Gas Turbine, Thermal FSI, ANSYS Fluent CFD Simulation

Description

In this project, we present a simulation of a Gas Turbine Blade under Thermal FSI via ANSYS Fluent software. We have modeled a single blade from one of the stages of a gas turbine, which contains an internal channel with fine holes for the cooling process. The computational domain consists of a fluid zone dedicated to the streams and a solid region as the pipe body surrounding the fluid zone.

What is FSI?

Air flows throughout the turbine blade construction and through its holes. So, the fluid flow can expose a pressure load on the inner wall of the T-junction pipe. In such a condition, analysis of Fluid-Structure Interaction (FSI) becomes important. It means that both fluid and structural calculations are available.

Why Thermal FSI?

The cooling airflow inside the turbine's internal channel is in contact with the hot body of the turbine blade. So, it is expected that a thermal load will be imposed on the solid body. As a result, the focus is on the Thermal FSI. It means the solution data of fluid flow, structural, and thermal calculations are coupled.

1-way or 2-way?

Only the effect of the pressure and thermal loads of the flow on the inner wall of the turbine blade is analyzed; no need to consider the effect of the solid blade structure on the nearby flow. Hence, it is called One-way FSI.

Methodology

For FSI simulations, we recommend two general methods: intrinsic FSI and extrinsic FSI. If the calculation of both the fluid and the structure is performed only in ANSYS Fluent, it is called Intrinsic FSI. Meanwhile, if the calculation process of the fluid and the structure is performed in different and individual solvers and then coupled with each other, it is referred to as Extrinsic FSI.

Intrinsic FSI:

In this project, we have used the intrinsic FSI method. We performed fluid and solid analyses for both the fluid and structural domains, using only the ANSYS Fluent solver. It means that no external solver is required for the interaction between the fluid and the structure.

Structure Model:

For the internal FSI, we have used the Structure model. By this option, the calculations for solids are also added to fluids.

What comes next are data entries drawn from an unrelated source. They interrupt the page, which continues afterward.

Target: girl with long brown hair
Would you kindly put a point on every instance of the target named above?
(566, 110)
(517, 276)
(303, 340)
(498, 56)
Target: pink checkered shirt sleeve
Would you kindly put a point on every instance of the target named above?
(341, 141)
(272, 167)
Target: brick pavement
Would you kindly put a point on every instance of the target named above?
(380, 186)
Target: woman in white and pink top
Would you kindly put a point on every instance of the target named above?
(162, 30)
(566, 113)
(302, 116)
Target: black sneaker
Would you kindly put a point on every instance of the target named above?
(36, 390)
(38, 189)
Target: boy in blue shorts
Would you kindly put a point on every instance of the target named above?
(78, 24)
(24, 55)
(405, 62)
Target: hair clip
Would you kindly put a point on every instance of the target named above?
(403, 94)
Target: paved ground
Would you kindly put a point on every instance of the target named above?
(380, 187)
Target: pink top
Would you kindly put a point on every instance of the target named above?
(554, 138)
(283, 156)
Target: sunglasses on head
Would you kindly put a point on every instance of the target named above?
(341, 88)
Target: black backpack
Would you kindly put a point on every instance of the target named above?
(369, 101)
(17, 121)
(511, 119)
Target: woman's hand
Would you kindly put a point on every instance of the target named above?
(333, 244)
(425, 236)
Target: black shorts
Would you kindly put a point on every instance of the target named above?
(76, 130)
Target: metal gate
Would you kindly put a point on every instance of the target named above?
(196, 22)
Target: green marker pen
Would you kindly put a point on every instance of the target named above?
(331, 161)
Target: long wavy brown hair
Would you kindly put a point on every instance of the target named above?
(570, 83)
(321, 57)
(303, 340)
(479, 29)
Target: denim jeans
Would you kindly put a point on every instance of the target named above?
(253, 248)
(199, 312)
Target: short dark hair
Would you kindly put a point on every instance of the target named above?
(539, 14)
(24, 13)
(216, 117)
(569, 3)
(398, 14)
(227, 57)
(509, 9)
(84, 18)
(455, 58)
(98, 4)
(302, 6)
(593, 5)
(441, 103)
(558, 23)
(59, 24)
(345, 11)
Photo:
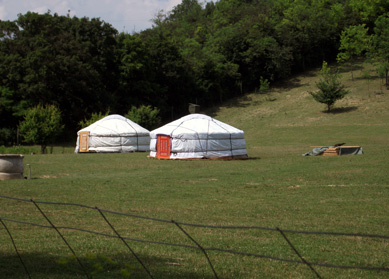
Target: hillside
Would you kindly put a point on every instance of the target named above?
(288, 115)
(332, 209)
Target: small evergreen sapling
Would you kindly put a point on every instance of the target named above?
(330, 88)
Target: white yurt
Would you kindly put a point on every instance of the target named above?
(113, 133)
(197, 136)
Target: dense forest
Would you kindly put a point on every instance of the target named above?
(201, 53)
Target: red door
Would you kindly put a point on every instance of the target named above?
(163, 146)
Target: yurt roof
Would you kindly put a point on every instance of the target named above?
(115, 125)
(197, 126)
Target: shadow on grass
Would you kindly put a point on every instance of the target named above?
(342, 110)
(41, 265)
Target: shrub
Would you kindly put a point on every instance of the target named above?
(330, 88)
(41, 125)
(145, 116)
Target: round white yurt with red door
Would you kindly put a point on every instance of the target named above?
(113, 133)
(197, 136)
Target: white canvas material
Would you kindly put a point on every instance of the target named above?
(200, 136)
(115, 133)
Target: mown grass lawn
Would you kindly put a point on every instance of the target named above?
(275, 188)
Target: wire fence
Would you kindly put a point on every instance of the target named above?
(180, 225)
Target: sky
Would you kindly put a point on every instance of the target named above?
(124, 15)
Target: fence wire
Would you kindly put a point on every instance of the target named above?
(180, 225)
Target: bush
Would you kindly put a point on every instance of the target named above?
(41, 125)
(145, 116)
(330, 88)
(7, 136)
(94, 117)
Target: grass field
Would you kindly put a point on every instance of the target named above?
(275, 188)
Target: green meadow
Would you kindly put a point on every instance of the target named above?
(276, 187)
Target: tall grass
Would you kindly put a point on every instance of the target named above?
(276, 187)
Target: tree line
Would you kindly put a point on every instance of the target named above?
(201, 53)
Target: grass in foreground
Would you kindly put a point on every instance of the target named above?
(276, 187)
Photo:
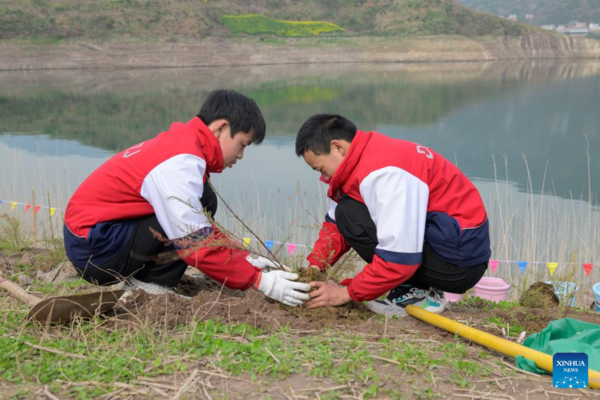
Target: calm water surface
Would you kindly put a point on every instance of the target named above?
(528, 126)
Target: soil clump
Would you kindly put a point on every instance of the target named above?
(539, 295)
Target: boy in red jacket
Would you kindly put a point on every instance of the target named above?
(162, 185)
(413, 216)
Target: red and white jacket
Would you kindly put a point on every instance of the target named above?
(413, 195)
(163, 176)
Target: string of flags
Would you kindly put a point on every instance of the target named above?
(587, 267)
(291, 247)
(36, 208)
(493, 264)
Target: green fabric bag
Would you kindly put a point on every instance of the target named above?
(565, 335)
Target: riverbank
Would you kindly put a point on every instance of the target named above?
(211, 52)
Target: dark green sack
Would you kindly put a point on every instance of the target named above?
(565, 335)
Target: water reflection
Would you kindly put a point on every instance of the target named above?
(469, 112)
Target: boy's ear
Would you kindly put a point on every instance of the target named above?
(340, 146)
(217, 127)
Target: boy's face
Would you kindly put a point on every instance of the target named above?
(327, 164)
(232, 147)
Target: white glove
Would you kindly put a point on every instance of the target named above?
(280, 286)
(265, 263)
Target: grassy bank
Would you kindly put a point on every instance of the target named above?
(169, 20)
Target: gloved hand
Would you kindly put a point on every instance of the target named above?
(265, 263)
(280, 286)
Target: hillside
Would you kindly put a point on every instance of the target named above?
(170, 20)
(544, 11)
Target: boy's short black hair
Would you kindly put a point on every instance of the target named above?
(319, 130)
(240, 111)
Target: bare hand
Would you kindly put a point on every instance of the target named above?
(328, 294)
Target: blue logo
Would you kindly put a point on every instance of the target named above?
(570, 370)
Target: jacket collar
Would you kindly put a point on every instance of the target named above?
(347, 166)
(210, 146)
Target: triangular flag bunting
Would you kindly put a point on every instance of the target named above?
(551, 267)
(494, 265)
(291, 248)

Linear or Non-linear Elasticity?

We used the Linear Elasticity method for structural analysis. It means that the deformation or displacement of the structure is proportional to the force value exerted by the fluid.

Thermal Effect:

Since we intend to analyze the thermal load in addition to the overall pressure load, we enable the Thermal Effect option.

Conclusion

We have investigated the results by analyzing the interaction between fluid and solid.

Structural:

We obtained the contours related to the distribution of the total displacement and von Mises stress on the inner wall of the turbine blade (interface between fluid and solid zones), which is exposed to the cooling flow.

The results confirm that the maximum deformation and stress are concentrated in the upper zones of the blade, because the fixed support is defined on the central turbine body. In addition, since the upper regions of the gas turbine blade are exposed to the minimum values of the internal cooling process, the highest thermal stress may appear.